A nice resource for learning relative merits of lattice and ggplot2 plotting is the Learning R blog. This is from the first of a multipart series on side-by=side comparison of the two plotting systems:
library(lattice)
library(ggplot2)
data(Chem97, package = "mlmRev")
#The lattice method:
pl <- histogram(~gcsescore | factor(score), data = Chem97)
print(pl)
# The ggplot method:
pg <- ggplot(Chem97, aes(gcsescore)) + geom_histogram(binwidth = 0.5) +
facet_wrap(~score)
print(pg)
Upvotes: 3
Reputation: 109864
It's very possible.
I didn't have data to work with but here's an example of a histogram with different colored bars. From here you'd need to use my code and figure out how to make it work for factors instead of tails.
BASIC SETUP histogram <- hist(scale(vector)), breaks= , plot=FALSE) plot(histogram, col=ifelse(abs(histogram$breaks) < #of SD, Color 1, Color 2))
#EXAMPLE
x<-rnorm(1000)
histogram <- hist(scale(x), breaks=20 , plot=FALSE)

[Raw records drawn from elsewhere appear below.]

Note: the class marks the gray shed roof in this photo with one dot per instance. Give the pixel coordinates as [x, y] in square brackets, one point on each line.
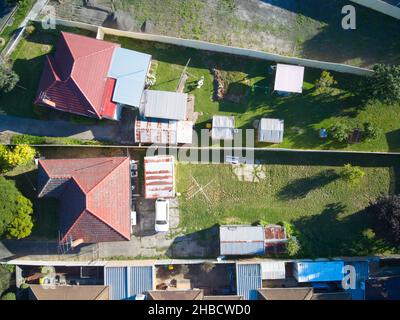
[241, 240]
[270, 130]
[164, 105]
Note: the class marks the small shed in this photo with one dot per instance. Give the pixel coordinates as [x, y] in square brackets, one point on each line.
[241, 240]
[270, 130]
[289, 78]
[164, 105]
[223, 128]
[318, 271]
[159, 177]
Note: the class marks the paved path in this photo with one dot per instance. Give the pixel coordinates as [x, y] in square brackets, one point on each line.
[105, 132]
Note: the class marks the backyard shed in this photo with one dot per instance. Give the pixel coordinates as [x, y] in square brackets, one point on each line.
[127, 282]
[223, 128]
[248, 280]
[318, 271]
[164, 105]
[159, 177]
[241, 240]
[289, 78]
[270, 130]
[130, 69]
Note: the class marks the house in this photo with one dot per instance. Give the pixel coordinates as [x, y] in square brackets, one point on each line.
[92, 78]
[41, 292]
[271, 130]
[223, 128]
[94, 197]
[241, 240]
[159, 177]
[289, 79]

plot(histogram, col=ifelse(abs(histogram$breaks) < 2, "red", "green"))
Upvotes: 2
Reputation: 59465
I don't think you can do that easily with a bar histogram, as you would have to "interlace" the bars from both factor levels... It would need some kind of "discretization" of the now continuous x axis (i.e. it would have to be split in "categories" and in each category you would have 2 bars, for each factor level...
But it is quite easy and without problems if you are just fine with plotting the density line function:
y <- rnorm(1000, 0, 1)
x <- rnorm(1000, 0.5, 2)
dx <- density(x)
dy <- density(y)
plot(dx, xlim = range(dx$x, dy$x), ylim = range(dx$y, dy$y),
type = "l", col = "red")
lines(dy, col = "blue")
Upvotes: 1